Tirumurti voiced concern that the COVID-19 pandemic has brought forth new risks to the efforts of Countering Financing of Terrorism (CFT), with fake charities, fake Non-Profit Organisations (NPOs), and crowdfunding particularly becoming more frequent sources of terror-financing.
“Terrorist organisations have also begun to exploit the anonymity afforded by blockchain technology for fundraising and finances,” he said adding that as part of the National Risk Assessment (NRA), an NPO Risk Assessment in 2020 and 2021 was conducted.
“Identifying linkages between various individuals, NPOs and terrorist outfits active in the region have been given due weightage,” he said.
“While we remain vigilant to the risk posed by the misuse of emerging technologies for terrorist purposes, the benefits of many of these technologies far outweigh the risk and need to be harnessed to strengthen our CFT efforts,” he said.
Tirumurti told the event that India is in process of upgrading its Financial Intelligence Network or FINNET by introducing machine learning or artificial intelligence, chatbots, virtual assistants, natural language processing, locational intelligence and spatial analytics, orchestration and threat intelligence, to perform advanced analysis, strengthen the financial intelligence infrastructure and ensure quicker dissemination of terror-financing cases to law enforcement agencies (LEAs).
India has developed the necessary capabilities to counter-terrorism, including legal and institutional framework and technical capability to combat terrorism in its various forms and manifestations, particularly countering the financing of terrorism, he said.
Tirumurti further said that cash couriers have remained one of the major terror-financing methods to avoid audit trials. Pointing out that India has incorporated the role of cash couriers in its NRA, he said the Government’s steps towards lowering cash transactions through Banks are proving to be effective in containing cash flow through Banks.
“During an investigation of cases of terror funding, earnest efforts are made to unearth the trail of funds and disrupt the entire network so as to give a severe blow to the terrorists and terrorist organisations,” he said adding that India follows international standards for assessment of the risk posed by terrorism to its financial sector and undertakes preventive and mitigation measures.

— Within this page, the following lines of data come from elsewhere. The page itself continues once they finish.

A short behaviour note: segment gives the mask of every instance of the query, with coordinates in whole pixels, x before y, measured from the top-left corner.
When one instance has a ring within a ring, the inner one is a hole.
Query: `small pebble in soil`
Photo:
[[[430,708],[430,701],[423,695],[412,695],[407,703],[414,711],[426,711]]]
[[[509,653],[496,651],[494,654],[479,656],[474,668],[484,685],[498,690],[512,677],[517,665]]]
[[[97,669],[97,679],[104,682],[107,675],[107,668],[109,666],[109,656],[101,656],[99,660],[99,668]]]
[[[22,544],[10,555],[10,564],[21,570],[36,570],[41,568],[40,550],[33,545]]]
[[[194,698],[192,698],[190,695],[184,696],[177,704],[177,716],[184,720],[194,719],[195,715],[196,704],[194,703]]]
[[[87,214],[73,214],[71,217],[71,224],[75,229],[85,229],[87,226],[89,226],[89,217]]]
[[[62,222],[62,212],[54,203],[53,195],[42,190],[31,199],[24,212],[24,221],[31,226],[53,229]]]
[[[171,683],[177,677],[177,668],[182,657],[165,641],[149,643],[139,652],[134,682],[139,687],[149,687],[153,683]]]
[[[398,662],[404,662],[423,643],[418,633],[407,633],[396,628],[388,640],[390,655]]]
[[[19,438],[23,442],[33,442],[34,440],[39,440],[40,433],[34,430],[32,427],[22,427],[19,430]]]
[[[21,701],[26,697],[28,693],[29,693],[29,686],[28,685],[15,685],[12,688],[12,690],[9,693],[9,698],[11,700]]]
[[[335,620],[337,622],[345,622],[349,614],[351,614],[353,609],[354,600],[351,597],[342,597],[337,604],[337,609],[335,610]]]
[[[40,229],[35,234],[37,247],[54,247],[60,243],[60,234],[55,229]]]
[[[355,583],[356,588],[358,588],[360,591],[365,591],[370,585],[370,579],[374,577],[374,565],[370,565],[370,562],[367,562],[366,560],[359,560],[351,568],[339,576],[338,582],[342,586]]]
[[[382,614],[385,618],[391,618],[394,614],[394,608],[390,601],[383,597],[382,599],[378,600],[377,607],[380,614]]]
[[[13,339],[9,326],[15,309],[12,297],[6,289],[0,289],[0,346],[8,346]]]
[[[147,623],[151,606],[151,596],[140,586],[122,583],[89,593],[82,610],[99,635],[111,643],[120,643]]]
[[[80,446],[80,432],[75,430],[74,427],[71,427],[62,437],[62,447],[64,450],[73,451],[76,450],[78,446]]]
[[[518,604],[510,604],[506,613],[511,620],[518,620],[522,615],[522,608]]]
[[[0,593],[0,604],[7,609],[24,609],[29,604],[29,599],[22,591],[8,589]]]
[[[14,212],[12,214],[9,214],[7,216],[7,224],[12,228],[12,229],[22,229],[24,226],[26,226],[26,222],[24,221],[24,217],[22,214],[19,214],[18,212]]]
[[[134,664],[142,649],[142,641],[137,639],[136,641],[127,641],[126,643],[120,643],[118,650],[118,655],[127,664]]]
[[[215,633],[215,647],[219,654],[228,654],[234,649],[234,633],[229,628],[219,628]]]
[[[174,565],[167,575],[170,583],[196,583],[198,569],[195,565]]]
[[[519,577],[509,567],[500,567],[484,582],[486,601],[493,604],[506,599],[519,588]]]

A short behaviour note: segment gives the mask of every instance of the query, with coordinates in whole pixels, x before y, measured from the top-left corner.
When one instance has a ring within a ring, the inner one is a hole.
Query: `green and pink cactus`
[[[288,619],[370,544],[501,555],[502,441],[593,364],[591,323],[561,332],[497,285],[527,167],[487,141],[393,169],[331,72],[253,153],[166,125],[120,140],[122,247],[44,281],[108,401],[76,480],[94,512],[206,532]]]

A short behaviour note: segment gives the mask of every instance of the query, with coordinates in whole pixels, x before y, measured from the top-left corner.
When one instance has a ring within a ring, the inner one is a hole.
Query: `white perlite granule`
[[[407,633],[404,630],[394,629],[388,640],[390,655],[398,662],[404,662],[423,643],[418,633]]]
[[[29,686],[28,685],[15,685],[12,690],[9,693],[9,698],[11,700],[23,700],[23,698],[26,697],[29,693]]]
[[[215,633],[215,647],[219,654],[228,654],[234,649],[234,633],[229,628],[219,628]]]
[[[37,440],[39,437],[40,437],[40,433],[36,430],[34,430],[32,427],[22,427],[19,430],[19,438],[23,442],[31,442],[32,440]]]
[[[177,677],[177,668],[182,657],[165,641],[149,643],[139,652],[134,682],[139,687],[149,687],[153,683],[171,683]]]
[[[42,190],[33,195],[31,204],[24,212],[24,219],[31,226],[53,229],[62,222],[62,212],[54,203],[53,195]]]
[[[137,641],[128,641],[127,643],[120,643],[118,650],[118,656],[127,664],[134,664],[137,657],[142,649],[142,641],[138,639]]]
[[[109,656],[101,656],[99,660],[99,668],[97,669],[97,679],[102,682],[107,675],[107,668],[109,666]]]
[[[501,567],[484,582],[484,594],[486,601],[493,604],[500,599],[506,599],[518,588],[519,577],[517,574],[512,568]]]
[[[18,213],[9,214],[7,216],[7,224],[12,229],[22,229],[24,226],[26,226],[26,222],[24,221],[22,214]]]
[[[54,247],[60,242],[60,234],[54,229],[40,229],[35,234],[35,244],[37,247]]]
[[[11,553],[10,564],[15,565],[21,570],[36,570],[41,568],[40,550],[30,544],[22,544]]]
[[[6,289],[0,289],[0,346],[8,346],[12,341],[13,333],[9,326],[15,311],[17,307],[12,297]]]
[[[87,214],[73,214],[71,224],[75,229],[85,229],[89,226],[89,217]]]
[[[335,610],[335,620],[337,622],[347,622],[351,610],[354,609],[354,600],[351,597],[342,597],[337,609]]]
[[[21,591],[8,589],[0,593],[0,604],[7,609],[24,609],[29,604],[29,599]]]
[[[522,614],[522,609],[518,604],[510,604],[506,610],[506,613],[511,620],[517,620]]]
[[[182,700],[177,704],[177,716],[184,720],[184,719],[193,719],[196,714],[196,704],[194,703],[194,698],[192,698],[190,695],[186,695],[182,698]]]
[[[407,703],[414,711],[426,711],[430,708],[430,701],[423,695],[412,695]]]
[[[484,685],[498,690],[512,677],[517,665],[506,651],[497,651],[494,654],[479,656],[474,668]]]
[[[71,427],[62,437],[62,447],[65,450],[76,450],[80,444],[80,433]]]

India has been a member of the Financial Action Task Force (FATF) since 2010 and in line with recommendation 1 of the FATF, National Risk Assessment related to terror financing is undertaken regularly to assess the emerging, and dynamic threats posed by terrorists, to identify methods and instruments used by terrorists or terrorist groups in order to attract, move or use funds for criminal purposes, he said.
India performed National Risk Assessments in 2019 and 2020 and has made “tremendous progress” in implementing the recommendations of FATF commensurate with its Money Laundering and terror-financing risks. Tirumurti said India is gearing up for its upcoming evaluation of FATF.
India has been contributing proactively to further international cooperation to combat the financing of terrorism at the regional and international level. In 2018, India contributed USD 550,000 to the UNOCT’s programmes targeting capacity building of countries in East and Southern Africa. This year too, India has contributed half a million dollars to further strengthen these efforts, Tirumurti said.